„Weźcie na siebie moje jarzmo”
1 Dzisiejszy świat jest pełen trosk i niepokoju. My jednak zaznaliśmy prawdziwej ulgi, gdyż przyjęliśmy serdeczne zaproszenie Jezusa, by wziąć na siebie jego jarzmo i dzięki temu znaleźć pokrzepienie (Mat. 11:29, 30). Kto zostaje uczniem Chrystusa, podejmuje się niełatwej pracy, która zarazem okazuje się źródłem sił. Polega ona na głoszeniu dobrej nowiny o Królestwie i pomaganiu innym, by znaleźli wytchnienie pod miłym jarzmem Jezusa (Mat. 24:14; 28:19, 20).

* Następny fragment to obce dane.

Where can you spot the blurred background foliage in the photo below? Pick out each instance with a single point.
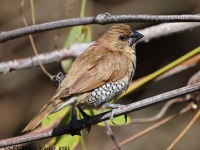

2 Służba kaznodziejska, która krzepi. Jezusowi nie chodziło o to, by uczniowie dołożyli jego brzemię do już dźwiganych ciężarów. Zaproponował im dokonanie zamiany: własne ciężkie brzemiona mieli zastąpić jego lekkim brzemieniem. Teraz już nie uginamy się pod ciężarem trosk tego systemu rzeczy i braku nadziei ani nie zabiegamy o niepewne bogactwo (Łuk. 21:34; 1 Tym. 6:17). Chociaż jesteśmy bardzo zajęci i musimy pracować na utrzymanie, koncentrujemy się na wielbieniu Boga (Mat. 6:33). Służba będzie dla nas pokrzepieniem, a nie uciążliwym balastem, pod warunkiem, że nie zapomnimy, co jest w życiu najważniejsze (Filip. 1:10).
3 Zazwyczaj lubimy rozmawiać o tym, co ma dla nas duże znaczenie (Łuk. 6:45). Wszyscy chrześcijanie bardzo cenią więź z Jehową oraz Jego obietnice dotyczące błogosławieństw Królestwa. Opowiadanie „dobrej nowiny o tym, co dobre”, dodaje nam sił, a przy tym pozwala zapomnieć o codziennych troskach (Rzym. 10:15). Oczywiście im częściej coś robimy, tym lepiej nam to wychodzi i tym większa jest nasza satysfakcja. Dlatego jeśli w miarę swych możliwości poświęcimy na głoszenie więcej czasu, zaznamy większego pokrzepienia. A jakże czujemy się zachęceni, gdy ktoś zareaguje pozytywnie na rozgłaszane przez nas orędzie! (Dzieje 15:3). Nawet w obliczu obojętności czy sprzeciwu służba kaznodziejska będzie dla nas źródłem duchowych sił, jeżeli pamiętamy, że nasze wysiłki podobają się Jehowie i że dzięki Jego błogosławieństwu mogą przynieść plon (Dzieje 5:41; 1 Kor. 3:9).
4 Przyjęcie zaproszenia Jezusa pozwala nam cieszyć się przywilejem występowania u jego boku w charakterze świadków na rzecz Jehowy (Izaj. 43:10; Obj. 1:5). Naprawdę nie ma nic bardziej krzepiącego!